Plaintiff telecommunications company sued defendant competitor for intentional misrepresentation, negligent misrepresentation, and unfair competition in violation of Cal. Bus. & Prof. Code § 17200. The competitor moved to dismiss. The court denied the motion without prejudice. The competitor filed an answer and counterclaims and moved for summary judgment. The company civil litigation attorney moved for a continuance and to dismiss the counterclaims.

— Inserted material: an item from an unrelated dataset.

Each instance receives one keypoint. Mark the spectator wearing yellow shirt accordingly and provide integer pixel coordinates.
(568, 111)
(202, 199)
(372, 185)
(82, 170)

The competitor was both the company’s customer and its competitor in the digital subscriber line market. The company alleged that the competitor developed a scheme to shift customer complaints to the company for resolution without first determining whether the problem was with the competitor’s equipment or the company’s loop. The company argued that the doctrine of the law of the case barred the competitor from recycling the same arguments made on its motion to dismiss. The court disagreed, as the denial of the earlier motion was without prejudice. The court also held that (1) the summary judgment motion issues were legal, and no further discovery was necessary; (2) the company’s suit failed under the filed rate doctrine as the company could not seek recovery of a new and higher rate for deliberate misdirects. Such a rate did not appear in the tariffs filed with the regulatory agencies, and intervention by the court would undermine the role of those agencies as defined by the United States Supreme Court. Because the competitor represented that it would dismiss its counterclaims if successful on its summary judgment motion, the company’s motion to dismiss was moot.
The company’s motion for a continuance was denied, and the competitor’s motion for summary judgment was granted. The court dismissed the competitor’s counterclaims and deemed the telecommunications company’s motion to dismiss moot.
Plaintiff borrower sued defendant bank and others, asserting contractual and unfair business practice claims on behalf of a putative class that arose from defendants’ banking practices in making car loans. The borrower also asserted an individual claim that defendants violated Cal. Civ. Code § 1632. Defendant moved to dismiss the claims pursuant to Fed. R. Civ. P. 12(b)(6).
There was no basis to dismiss any of the breach of contract claims at the pleading stage where the language of the contract concerning the cessation of automatic payments was susceptible to the interpretation urged by the borrower. The § 1632 claim was not preempted by the National Bank Act as it did not require lenders to provide any disclosures or other materials that were in any way substantively different from what they had to provide under federal law. The requirement to provide Spanish language translations ensured that Spanish speaking consumers would have access to and be able to understand the federally mandated disclosures, but it did not change the nature of, add to, or subtract from what had to be disclosed. Section 1632 was not preempted by the Truth in Lending Act (TILA) where the fact that TILA regulations expressly permitted translations weighed against a conclusion that the state’s requirement for such translations under particular circumstances was preempted.
The motion to dismiss was denied. Defendants were required to file an answer within 20 days.